By tę niepewność która rodzi lęki
i pychę co mnie nadyma jak balon,
przed oczy wywlec zaciskając szczęki,
w pokorę zmieniać na przekór swym żalom.
Ze słów wycisnąć taką dawkę prawdy,
jaką mój umysł jest dziś w stanie
przyjąć,
bym czuł, że choć nie jestem nikim
ważnym,
to też nie jestem własnością niczyją.
Więc się nie boję ocen i krytyki,
praw do poezji nie zamierzam rościć,
nawet gdy strzępią się ludzkie języki,
ja i w tych strzępkach poszukam miłości.
Komentarze (25)
piszemy jak czujemy, nie zawsze najlepiej, ale
piszemy, pokazujemy swoje wnętrze, swoje rozterki i
rozczarowania...
Czas rozstrzygnie które wiersze przetrwają, ale jestem
pewna, zapewne wiele z nich...
Piękne przesłanie.
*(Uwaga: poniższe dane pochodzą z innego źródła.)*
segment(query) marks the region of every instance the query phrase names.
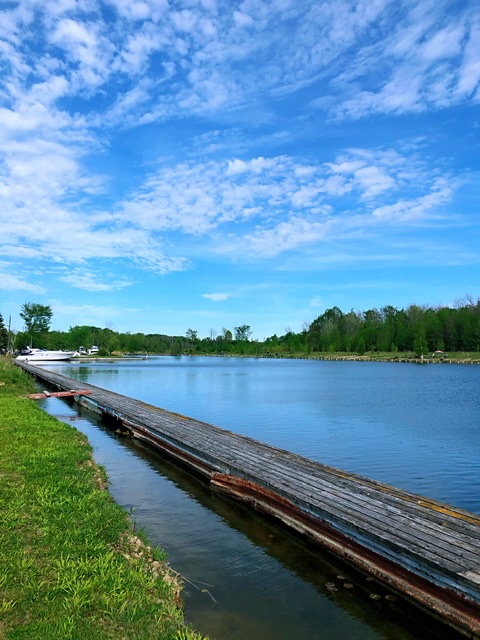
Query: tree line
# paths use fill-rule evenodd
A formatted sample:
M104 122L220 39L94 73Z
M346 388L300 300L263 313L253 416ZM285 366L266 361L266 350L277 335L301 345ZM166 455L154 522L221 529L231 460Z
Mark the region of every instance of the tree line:
M410 305L397 309L343 312L327 309L302 331L286 330L263 341L252 340L250 325L233 330L211 329L201 338L188 329L183 336L162 333L120 333L110 328L79 325L68 331L51 331L51 307L25 303L20 316L24 331L9 335L0 313L0 351L32 345L48 349L77 350L97 345L100 355L111 353L282 355L311 353L412 353L480 352L480 298L458 302L455 307Z

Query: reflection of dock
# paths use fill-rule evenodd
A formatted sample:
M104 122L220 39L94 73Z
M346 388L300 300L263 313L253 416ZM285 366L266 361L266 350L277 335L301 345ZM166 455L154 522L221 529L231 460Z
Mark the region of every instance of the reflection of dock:
M58 390L78 385L19 366ZM480 516L93 385L82 382L82 390L79 404L195 470L212 489L277 518L467 637L480 635Z

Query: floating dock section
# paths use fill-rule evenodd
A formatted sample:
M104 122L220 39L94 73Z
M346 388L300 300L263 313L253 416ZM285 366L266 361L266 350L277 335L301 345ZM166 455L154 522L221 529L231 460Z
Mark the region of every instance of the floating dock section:
M25 362L42 383L78 381ZM70 394L132 437L480 638L480 516L93 385Z

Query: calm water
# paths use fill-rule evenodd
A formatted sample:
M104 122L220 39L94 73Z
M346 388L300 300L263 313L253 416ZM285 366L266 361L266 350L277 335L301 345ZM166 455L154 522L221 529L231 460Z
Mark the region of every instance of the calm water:
M48 368L480 513L480 367L162 357ZM446 637L93 417L45 407L87 434L115 499L190 581L187 619L212 638Z

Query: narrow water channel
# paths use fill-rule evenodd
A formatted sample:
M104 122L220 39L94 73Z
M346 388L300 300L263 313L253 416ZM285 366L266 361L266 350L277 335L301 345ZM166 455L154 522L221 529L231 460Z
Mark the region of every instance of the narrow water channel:
M402 598L71 401L44 410L84 433L114 499L183 576L188 622L212 640L454 640Z

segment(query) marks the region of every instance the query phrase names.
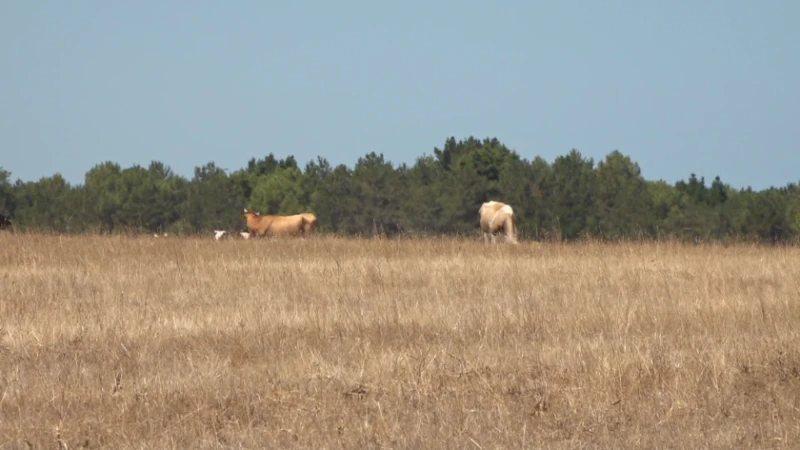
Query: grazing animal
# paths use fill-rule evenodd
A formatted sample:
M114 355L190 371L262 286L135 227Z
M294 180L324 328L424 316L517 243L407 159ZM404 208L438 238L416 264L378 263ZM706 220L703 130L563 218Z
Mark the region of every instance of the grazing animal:
M303 234L311 234L314 232L314 229L317 228L317 216L313 213L300 213L298 214L303 216L306 219L305 225L303 225Z
M11 219L0 214L0 230L5 230L6 228L11 228Z
M248 233L247 231L242 231L239 233L239 235L245 239L250 239L250 233Z
M247 231L257 237L266 236L296 236L305 233L308 220L301 214L291 216L261 215L254 211L244 210L241 219L247 224Z
M484 243L488 243L490 238L492 243L495 243L497 233L504 233L506 242L519 243L517 241L517 217L510 205L489 201L481 205L478 215Z
M214 239L220 240L225 234L225 230L214 230Z

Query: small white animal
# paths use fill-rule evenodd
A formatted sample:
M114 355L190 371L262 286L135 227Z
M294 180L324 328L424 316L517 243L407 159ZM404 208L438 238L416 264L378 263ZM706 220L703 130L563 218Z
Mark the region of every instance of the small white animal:
M219 240L223 234L225 234L225 230L214 230L214 239Z
M250 239L250 233L248 233L247 231L242 231L239 234L245 239Z

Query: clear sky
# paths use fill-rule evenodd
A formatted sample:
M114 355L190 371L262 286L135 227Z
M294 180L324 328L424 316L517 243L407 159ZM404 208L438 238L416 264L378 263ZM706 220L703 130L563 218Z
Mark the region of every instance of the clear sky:
M790 0L7 0L0 166L352 167L473 135L782 186L800 180L798 17Z

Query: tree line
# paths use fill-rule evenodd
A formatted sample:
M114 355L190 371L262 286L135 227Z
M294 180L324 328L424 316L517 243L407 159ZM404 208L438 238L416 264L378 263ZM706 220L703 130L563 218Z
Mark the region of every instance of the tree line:
M639 165L613 151L595 163L578 150L548 163L522 158L497 138L458 140L395 165L370 152L354 167L318 157L252 158L228 173L209 162L188 179L161 162L122 168L106 161L82 184L61 174L11 182L0 167L0 214L20 230L62 233L206 233L243 229L243 208L264 214L312 211L318 229L369 235L475 234L487 200L514 207L520 237L536 240L800 238L800 186L735 189L691 174L669 184L645 180Z

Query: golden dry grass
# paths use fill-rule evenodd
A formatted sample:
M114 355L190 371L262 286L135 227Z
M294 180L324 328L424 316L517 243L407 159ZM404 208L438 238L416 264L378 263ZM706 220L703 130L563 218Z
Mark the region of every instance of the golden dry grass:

Cieplutko pozdrawiam + zostawiam
"...nawet gdy strzępią się ludzkie języki,
ja i w tych strzępkach poszukam miłości..." piękne
słowa. podziwiam. wiersz bardzo mi sie podoba.
Ja zawsze jestem pełen uznania co do Twojej osoby i
tym bardziej twórczości. To dowód na to, że w życiu
trzeba zawsze walczyć do końca, nie poddawać się.
Dopóki żyjemy wszystko jest przed nami i każdy dzień
może być piękniejszy od tego, który minął.
Serdecznie pozdrawiami życzę najlepszego+++
zawsze wyczuwam w Twoich (raz lepszych, raz gorszych,
ale wierszach) szczerość i pokorę - z domieszką prawd
życiowych, ubranych w rymy są nienachalną wskazówką,
jak stawać się lepszym człowiekiem (dwa ostatnie wersy
kupuję jako doskonały aforyzm); pozdrawiam
Piękny wiersz więc nie ma czego się bać :-)
Nie jestesmy niczyją własnościa,sami o sobie
decydujemy ale napewno ważni:)Tak lubie Twoje wiersze
karacie,pozdrawiam serdecznie
+++
i za końcówkę biję głośne brawo :-) i za cały wiersz
oczywiście też :-)
Wszystko to, co sama bym chciała powiedzieć, Pan
powiedział. Bardzo dziękuję. Dziś też powiem, (chociaż
już to Pan wie) - bardzo Pana lubię:)
Podoba mi się rytmika wiersza i delikatność kontekstu.